Wednesday afternoon they got word that a federal judge put off a ruling on the Standing Rock's case against the Army Corps of Engineers. Protesters struggled with the judge's indecision, but plan to stand their ground.
 
"We're gonna stay here until they come to a decision and if we have to take action we'll do everything that we can," says Lori Bobtail Bear, a protester from Standing Rock.
 
Inyan Sapa is from a reservation in South Dakota. 
 
"I might be sending my family home and I'll be staying here to carry this prayer," he says.
 
The Standing Rock tribe and allies are challenging the Army Corps of Engineers' decision to permit the Dakota Access pipeline. The $3.8 billion project that would run underneath the Missouri river adjacent to their land. Today's legal action puts the tribe in a state of limbo.
 
"We can't drink oil and we can't drink money. So this is about my grandson who I brought with me today," says Inyan Sapa, South Dakota. 
 
Construction was voluntarily halted by Dakota Access workers early this month. The wait may jeopardize their voluntary halt. 
 
"There's a lot up in the air. We don't know if Dakota Access will hold off on the drilling," says Dallas Goldtooth. 
 
Whatever the decision in September, the camp is not limiting their fight.

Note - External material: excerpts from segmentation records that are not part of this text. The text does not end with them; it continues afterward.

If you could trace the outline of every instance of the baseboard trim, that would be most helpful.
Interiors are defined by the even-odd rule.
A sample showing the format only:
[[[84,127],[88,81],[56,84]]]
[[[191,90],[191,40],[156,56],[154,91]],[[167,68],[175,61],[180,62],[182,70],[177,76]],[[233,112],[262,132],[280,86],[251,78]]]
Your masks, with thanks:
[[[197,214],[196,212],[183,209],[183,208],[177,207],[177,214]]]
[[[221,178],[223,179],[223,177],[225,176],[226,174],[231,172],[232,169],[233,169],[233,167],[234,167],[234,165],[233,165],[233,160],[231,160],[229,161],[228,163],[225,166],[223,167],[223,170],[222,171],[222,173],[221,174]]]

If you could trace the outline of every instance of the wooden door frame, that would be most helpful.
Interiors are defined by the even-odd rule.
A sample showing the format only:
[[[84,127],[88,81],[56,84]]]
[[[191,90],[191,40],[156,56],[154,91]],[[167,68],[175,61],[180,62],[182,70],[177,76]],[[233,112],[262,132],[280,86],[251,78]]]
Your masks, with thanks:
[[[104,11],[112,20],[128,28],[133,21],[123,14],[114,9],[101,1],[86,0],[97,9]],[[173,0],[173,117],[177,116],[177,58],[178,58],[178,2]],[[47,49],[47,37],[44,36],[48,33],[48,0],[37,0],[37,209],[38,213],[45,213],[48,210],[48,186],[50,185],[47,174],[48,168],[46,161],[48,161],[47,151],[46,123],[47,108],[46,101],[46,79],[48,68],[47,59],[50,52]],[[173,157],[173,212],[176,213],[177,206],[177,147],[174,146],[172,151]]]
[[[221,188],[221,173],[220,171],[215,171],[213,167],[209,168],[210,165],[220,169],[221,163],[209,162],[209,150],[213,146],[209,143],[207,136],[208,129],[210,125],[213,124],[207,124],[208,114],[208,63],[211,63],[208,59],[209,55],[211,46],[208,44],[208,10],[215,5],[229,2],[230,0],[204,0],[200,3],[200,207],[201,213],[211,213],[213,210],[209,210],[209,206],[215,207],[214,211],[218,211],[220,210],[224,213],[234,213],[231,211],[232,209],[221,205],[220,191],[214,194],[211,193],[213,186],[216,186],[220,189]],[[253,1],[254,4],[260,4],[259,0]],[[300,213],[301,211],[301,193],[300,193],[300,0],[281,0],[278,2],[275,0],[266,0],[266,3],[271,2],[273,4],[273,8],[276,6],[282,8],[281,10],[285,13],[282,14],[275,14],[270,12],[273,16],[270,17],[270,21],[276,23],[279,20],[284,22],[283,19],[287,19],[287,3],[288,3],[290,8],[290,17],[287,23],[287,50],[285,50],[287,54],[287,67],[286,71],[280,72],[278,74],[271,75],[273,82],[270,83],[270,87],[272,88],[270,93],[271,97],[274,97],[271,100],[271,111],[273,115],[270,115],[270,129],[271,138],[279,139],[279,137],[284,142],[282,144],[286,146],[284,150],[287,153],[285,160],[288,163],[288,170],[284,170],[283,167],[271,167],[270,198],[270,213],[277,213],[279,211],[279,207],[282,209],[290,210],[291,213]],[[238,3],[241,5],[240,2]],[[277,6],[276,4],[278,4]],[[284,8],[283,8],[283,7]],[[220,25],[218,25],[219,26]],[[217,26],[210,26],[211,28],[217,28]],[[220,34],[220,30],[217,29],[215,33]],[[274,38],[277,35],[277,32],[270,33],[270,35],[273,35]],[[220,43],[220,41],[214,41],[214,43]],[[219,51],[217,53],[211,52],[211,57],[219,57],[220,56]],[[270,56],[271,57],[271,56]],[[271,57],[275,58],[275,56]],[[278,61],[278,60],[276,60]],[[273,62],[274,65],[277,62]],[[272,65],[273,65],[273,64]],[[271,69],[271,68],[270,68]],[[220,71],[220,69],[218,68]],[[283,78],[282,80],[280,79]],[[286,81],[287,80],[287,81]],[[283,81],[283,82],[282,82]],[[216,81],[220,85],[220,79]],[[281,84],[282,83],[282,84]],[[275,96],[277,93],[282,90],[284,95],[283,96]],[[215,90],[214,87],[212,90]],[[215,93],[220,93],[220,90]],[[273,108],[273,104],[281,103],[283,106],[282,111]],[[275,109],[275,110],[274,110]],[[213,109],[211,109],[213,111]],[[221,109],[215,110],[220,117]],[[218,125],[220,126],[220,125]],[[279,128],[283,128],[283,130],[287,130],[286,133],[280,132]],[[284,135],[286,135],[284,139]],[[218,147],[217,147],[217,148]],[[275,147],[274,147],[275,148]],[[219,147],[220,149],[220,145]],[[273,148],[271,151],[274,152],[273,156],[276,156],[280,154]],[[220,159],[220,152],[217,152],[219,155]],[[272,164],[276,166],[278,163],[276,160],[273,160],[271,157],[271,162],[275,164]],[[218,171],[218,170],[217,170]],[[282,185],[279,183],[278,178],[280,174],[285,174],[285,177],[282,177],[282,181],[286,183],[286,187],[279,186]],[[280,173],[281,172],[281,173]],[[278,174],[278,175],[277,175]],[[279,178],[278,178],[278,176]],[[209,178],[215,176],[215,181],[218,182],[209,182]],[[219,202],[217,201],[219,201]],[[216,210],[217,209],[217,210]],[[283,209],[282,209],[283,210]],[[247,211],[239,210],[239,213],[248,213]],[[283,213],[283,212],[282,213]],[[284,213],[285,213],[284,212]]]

Their efforts have gone on to involve the United Nations. Standing Rock officials expect UN representatives to join the camp in the next few days. 
 
Whether considered an environmental, human rights or racial justice issue, the residents here say they will go back to the drawing board and continue to take spiritual and legal action.
 
"With folks here people are committed to the long haul in this camp - to be here until this pipeline gets stopped." 
 
U.S. District Judge James Boasberg says he will rule on the case by Friday, Sept. 9. For either party, the option to appeal will be September 14.